(Not Quite) All About the Bass: A Sonic Journey into the Nether Regions

 

Image result for bass

Not that kind, obvs!

I’ve been thinking a lot about drums and bass recently. Almost always the last thing I put in any track I’m creating, they should, of course, be pretty much the first thing. I mean, the rhythm section, right?

There’s a very good series on BBC4 just finished called ‘Guitar, Drum and Bass’ which covers all three instrumental elements of most popular music setups: you can catch it on iPlayer if you’ve missed it.

In it, Tina Weymouth (bass) Stewart Copeland (drums) and Lenny Kaye (guitar) trace their instruments’ history, from early blues and jazz right through to the present. They’re all good, but my favourite was Tina, who as Talking Heads’ bassist has probably had a few musical styles thrown at her over the decades!

I’m not quite sure why bass has been so neglected in my music making. I suppose we all have slightly different hearing ranges, and it may be that mine is tipped towards the treble end. In any event, the Tina Weymouth episode inspired me to experimentation on a track I’d had half-done for some time. In particular, a section on 90s DJs, and their search for ever more profound bass sounds got me twiddling about with the available knobs on my music editing software (of which, as I’d just shelled for the Pro Edition of Mixcraft 9, there are several).

Firstly, I used the Korg synth to record a really basic bass part, as low as I could go on the keyboard. Then, using Mixcraft, I duplicated it, then dropped the second track an octave – or twelve semitones, something I should have known without looking up.
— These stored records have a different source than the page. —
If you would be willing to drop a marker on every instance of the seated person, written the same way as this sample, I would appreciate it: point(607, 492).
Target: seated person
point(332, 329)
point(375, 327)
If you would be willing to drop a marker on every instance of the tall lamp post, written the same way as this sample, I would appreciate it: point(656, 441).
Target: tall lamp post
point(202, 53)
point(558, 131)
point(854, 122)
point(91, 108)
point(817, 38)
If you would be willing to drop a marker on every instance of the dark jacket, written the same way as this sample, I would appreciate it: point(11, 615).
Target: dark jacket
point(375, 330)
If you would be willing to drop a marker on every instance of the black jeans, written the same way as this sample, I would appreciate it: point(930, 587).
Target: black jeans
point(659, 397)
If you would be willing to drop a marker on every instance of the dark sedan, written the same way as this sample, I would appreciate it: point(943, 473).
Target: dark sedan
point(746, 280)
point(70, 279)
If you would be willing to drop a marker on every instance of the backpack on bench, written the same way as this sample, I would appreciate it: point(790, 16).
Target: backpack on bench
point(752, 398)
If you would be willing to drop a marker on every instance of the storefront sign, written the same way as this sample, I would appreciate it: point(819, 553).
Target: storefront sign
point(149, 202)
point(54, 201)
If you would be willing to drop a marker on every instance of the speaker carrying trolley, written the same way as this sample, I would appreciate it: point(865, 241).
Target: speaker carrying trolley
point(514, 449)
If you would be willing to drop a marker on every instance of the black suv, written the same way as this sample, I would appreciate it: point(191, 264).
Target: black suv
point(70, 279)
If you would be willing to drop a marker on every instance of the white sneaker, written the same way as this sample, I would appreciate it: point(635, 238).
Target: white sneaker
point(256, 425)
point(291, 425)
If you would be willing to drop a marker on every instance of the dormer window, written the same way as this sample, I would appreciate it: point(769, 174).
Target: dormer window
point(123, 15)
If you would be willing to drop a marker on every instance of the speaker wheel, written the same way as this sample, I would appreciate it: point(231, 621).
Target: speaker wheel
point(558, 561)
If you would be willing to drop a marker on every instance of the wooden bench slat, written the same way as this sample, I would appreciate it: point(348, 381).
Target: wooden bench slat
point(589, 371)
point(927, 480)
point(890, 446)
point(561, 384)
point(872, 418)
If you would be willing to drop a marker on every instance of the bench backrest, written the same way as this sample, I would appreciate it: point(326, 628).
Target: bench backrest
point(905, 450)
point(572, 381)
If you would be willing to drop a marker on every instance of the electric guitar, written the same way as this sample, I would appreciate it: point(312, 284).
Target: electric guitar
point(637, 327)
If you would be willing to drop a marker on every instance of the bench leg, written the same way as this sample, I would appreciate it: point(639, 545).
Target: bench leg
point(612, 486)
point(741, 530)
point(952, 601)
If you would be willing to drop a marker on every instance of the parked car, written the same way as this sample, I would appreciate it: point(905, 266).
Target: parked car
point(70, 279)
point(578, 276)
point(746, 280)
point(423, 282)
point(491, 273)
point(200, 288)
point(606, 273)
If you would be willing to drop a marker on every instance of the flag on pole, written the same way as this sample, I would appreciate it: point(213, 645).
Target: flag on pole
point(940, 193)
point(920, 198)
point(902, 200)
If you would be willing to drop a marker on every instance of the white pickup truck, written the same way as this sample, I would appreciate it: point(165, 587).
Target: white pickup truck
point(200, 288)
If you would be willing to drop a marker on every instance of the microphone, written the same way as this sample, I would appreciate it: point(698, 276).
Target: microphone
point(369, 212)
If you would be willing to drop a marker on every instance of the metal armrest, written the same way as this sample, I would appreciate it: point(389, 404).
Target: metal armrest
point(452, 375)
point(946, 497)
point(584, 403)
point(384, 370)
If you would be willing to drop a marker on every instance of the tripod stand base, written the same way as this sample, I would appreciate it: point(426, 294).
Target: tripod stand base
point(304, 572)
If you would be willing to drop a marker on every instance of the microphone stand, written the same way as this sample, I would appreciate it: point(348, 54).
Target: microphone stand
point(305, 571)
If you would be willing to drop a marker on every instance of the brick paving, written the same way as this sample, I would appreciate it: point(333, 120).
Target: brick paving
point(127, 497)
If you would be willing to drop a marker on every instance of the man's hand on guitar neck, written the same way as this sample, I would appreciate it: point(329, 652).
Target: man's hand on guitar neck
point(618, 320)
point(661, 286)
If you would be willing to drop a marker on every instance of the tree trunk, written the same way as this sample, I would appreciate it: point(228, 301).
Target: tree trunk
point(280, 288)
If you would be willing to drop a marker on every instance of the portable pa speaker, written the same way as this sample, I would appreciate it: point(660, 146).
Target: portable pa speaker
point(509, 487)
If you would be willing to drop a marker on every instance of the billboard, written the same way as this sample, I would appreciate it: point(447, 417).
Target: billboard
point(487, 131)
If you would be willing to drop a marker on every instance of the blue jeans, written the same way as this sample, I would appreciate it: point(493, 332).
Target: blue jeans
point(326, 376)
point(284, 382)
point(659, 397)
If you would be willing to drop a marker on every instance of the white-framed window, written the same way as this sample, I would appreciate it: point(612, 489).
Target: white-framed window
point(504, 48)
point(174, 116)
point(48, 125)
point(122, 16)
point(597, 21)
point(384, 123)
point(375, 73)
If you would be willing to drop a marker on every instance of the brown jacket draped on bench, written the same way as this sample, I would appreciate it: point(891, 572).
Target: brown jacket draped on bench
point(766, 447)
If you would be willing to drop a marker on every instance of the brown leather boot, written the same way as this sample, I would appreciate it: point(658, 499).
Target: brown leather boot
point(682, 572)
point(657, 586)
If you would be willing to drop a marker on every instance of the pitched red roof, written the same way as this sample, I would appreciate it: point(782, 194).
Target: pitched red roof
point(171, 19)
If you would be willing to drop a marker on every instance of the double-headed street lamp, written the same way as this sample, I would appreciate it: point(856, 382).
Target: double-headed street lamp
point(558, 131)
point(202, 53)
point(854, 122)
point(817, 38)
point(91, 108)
That sounded … interesting: basically, I now had a bass part that would have my left hand hanging off the end of the keyboard for most of the notes. And then I thought, how low can you go?

Third track, another octave down. You could still hear it, but it was WAYYY low, growling away to itself. I imagined swimming ever lower and lower, down into the sonic nether regions, beyond the range of the human ear where Beelzebub and his minions lurked, sending messages to the unwary through the sub-bass demonosphere.

Pleased with myself, I got as far as finalising the track with all three octaves of bass on it, growling away underneath the song. I was going to put it up on Soundcloud.

Then next day I decided it didn’t work, cut the two lower tracks and stuck it up with the ‘normal’ bass. Hey ho. Perhaps one day I’ll dive towards the nether regions once more, torch in hand, but not on this song!

(The track itself, by the way, is one of a number of contenders for my next album, Otto’s Biography. It’s not in yet, so any feedback gratefully accepted)

P.S. original version replaced with the one on the album, featuring excellent work from Norman Lamont on bass.